What an excellent idea; and what fine execution. And not only 
                  these two qualities, but a third one too – real listening pleasure. 
                  All these elements mean that this latest Goldstone-Clemmow release 
                  proves just as attractive as the preceding ones. It’s also very 
                  much worth noting that we apparently have a raft of first recordings 
                  of these particular piano duet performances; the Burlingame 
                  Hill, Milhaud, Seiber, and Carmichael. 
                    
                  Gershwin’s own two-piano score of An American in Paris was 
                  not published at the time – after his death a different version 
                  was published – and only appeared in the 1980s. It included 
                  some short sections that he cut from the orchestral score, and 
                  this version was recorded at the time by the Labèque sisters. 
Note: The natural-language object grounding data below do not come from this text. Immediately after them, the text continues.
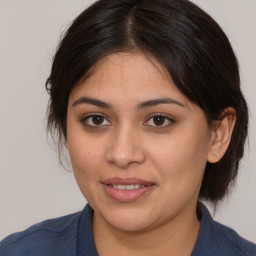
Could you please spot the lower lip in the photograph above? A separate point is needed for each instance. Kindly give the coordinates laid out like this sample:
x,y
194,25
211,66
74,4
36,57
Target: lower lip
x,y
126,196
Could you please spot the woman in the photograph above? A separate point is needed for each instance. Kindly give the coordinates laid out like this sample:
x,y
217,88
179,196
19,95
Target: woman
x,y
146,97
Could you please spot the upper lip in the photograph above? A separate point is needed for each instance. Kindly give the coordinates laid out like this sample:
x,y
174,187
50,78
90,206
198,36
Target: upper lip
x,y
126,181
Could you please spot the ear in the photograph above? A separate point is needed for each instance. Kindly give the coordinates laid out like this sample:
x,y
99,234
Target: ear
x,y
221,135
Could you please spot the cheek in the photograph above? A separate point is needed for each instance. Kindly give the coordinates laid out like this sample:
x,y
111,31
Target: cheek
x,y
181,158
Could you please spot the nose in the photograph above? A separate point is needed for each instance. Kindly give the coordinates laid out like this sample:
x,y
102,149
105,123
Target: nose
x,y
125,149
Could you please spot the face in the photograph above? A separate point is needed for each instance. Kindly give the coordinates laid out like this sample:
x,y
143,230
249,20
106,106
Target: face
x,y
138,147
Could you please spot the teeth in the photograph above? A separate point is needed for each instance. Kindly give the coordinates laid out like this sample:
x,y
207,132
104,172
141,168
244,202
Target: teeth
x,y
127,187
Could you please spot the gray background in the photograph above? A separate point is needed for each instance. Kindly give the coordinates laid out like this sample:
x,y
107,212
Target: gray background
x,y
32,185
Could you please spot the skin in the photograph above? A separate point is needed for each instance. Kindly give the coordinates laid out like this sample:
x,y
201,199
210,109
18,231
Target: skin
x,y
128,142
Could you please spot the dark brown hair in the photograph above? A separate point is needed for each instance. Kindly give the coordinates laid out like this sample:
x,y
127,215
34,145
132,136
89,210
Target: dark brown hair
x,y
181,36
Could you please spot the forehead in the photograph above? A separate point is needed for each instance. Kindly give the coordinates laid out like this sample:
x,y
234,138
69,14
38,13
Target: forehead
x,y
127,76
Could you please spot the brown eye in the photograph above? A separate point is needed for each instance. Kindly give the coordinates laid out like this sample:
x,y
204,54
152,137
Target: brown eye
x,y
95,120
159,121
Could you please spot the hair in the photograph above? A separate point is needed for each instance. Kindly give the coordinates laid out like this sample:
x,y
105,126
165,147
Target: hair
x,y
185,40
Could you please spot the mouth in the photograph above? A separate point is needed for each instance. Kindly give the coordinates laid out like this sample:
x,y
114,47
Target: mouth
x,y
127,190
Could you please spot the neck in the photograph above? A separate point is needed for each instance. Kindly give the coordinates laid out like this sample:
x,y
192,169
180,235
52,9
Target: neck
x,y
175,237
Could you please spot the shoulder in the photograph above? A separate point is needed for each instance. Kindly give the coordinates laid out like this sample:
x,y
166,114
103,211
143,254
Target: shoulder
x,y
38,239
232,243
217,239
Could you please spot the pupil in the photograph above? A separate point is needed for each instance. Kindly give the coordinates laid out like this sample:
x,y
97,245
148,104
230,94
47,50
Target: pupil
x,y
97,120
159,120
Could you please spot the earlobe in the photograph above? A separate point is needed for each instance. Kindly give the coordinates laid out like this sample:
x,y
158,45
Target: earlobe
x,y
221,135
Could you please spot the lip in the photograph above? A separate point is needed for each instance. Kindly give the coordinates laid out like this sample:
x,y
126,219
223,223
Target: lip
x,y
127,196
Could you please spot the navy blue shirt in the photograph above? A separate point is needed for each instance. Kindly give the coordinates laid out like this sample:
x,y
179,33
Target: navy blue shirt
x,y
72,236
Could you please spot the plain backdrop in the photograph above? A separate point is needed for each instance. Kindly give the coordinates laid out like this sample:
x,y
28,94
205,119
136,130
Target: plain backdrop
x,y
33,187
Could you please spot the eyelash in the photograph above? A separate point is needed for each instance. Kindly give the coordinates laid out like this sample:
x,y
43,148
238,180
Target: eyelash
x,y
85,119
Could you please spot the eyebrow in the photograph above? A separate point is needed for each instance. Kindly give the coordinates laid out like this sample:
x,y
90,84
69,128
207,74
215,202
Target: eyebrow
x,y
148,103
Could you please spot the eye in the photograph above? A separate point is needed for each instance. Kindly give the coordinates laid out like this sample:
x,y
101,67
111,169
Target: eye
x,y
159,121
95,120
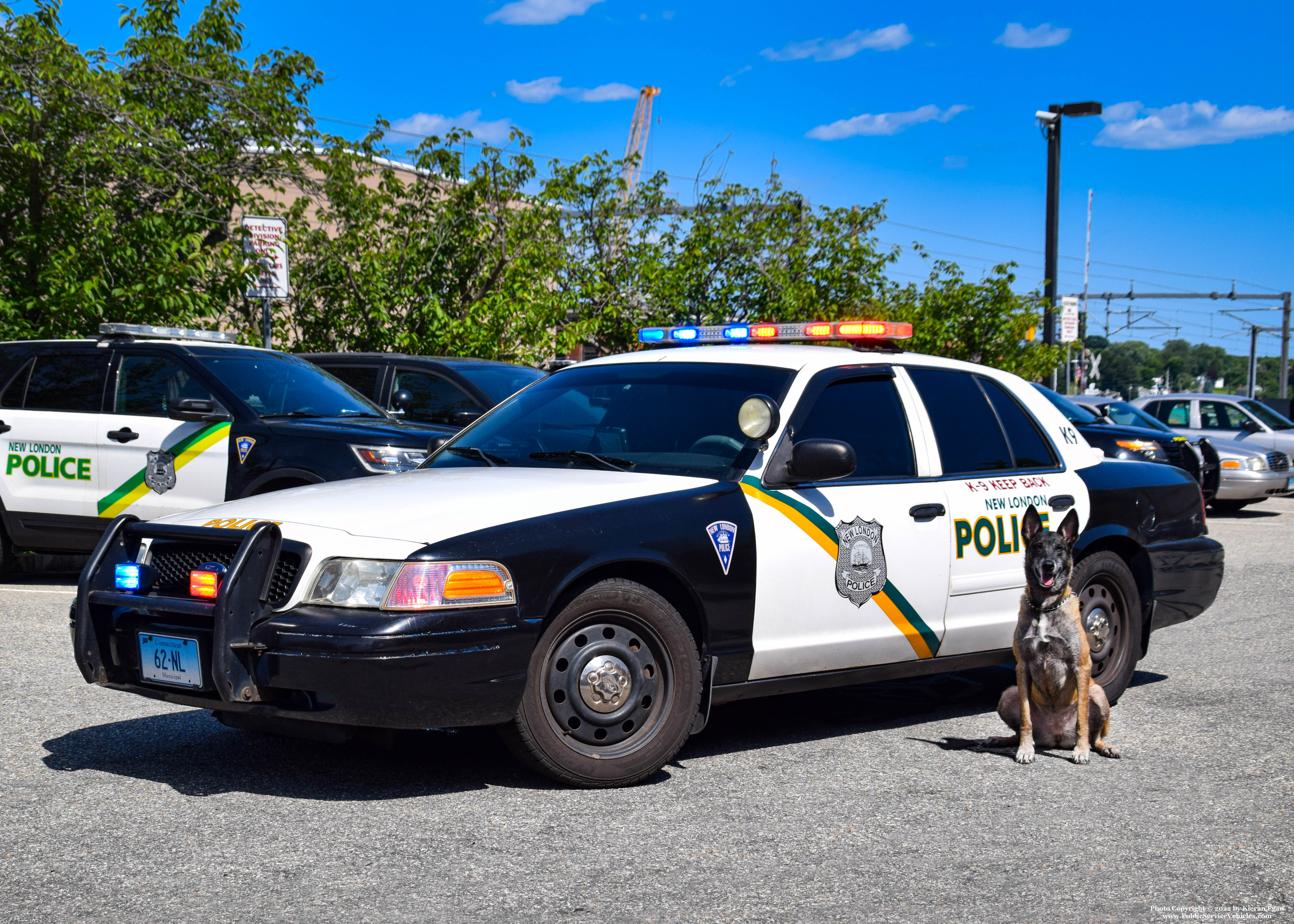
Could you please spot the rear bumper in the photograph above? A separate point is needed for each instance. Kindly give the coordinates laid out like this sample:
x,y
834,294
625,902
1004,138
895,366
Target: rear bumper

                  For this recording G and C have used Gershwin’s final thoughts 
                  on the matter, which therefore correspond with the published 
                  full score, as it were. Sometimes the effect of listening to 
                  a piece in this way is rather like trying to recognise an old 
                  friend by his skeleton, but so practised are the duo, and so 
                  enjoyable is the arrangement, and so jam-packed with colour 
                  and incident, that one listens to its teeming narrative with 
                  unvarnished pleasure. From Gershwin to Hill is something of 
                  a leap. Hill, a fascinating figure and composer – teacher no 
                  less – came to jazz, or its like, at the age of 48 with the 
                  politesse of a Harvard grandee. The opening movement of the 
                  four Jazz Studies is polite Ragtime, whilst there’s 
                  a nicely sprung near-relative of The Black Bottom and 
                  – the most interesting harmonically – a tight, fast vivace to 
                  finish. 
                    
                  La création du monde is heard in the composer’s familiar 
                  piano-duet version. One says ‘familiar’ but it appears actually 
                  never to have been recorded before. What an oversight! If your 
                  marker for this is the composer’s own recording (one of them, 
                  anyway) or, say, Bernstein’s then there’s still no reason why 
                  you shouldn’t want to hear Milhaud’s own piano-duet reduction, 
                  given that it lays bare motivic strands in a way that you might 
                  miss in the glistening animal passion of the clothed orchestrated 
                  version. It’s a work of which I never tire, and not for nothing 
                  did I queue in the rain to get Lenny to autograph his LP of 
                  it for me. 
                    
                  A decade after the Milhaud, Alexander Moyzes wrote his Jazz 
                  Sonata for two pianos. For most Czechoslovakians – Moyzes 
                  was a Slovak – ‘jazz’ still meant hot dance bands, extrapolated 
                  ragtime, or something of that kind. It certainly didn’t mean 
                  King Oliver. Moyzes studied with Novák and is a crucial figure 
                  in modern Slovak music. His suite is delightful, unpretentious 
                  and not out to make points. There’s a charmer of a waltz and 
                  an endearing foxtrot: great fun. Seiber’s Easy Dances for 
                  piano duet, of which we hear a selection, were written when 
                  the composer was living in Frankfurt. These dance aperçus almost 
                  all last less than a minute. One, the Rumba, sounds like 
                  Stan Kenton’s Peanut Vendor in basic miniature, whilst 
                  the Slow-Fox makes me wonder how deeply his knowledge 
                  of jazz went; it sounds deeper by far than Moyzes or Hill for 
                  example. (Seiber co-wrote with Johnny Dankworth the Jazz-Improvisation 
                  for orchestra and jazz band and this was recorded in 1962 
                  with the Dankworth’s band and the LPO conducted by Hugo Rignold: 
                  British Saga LP XIP700) Had he heard James P. Johnson’s records? 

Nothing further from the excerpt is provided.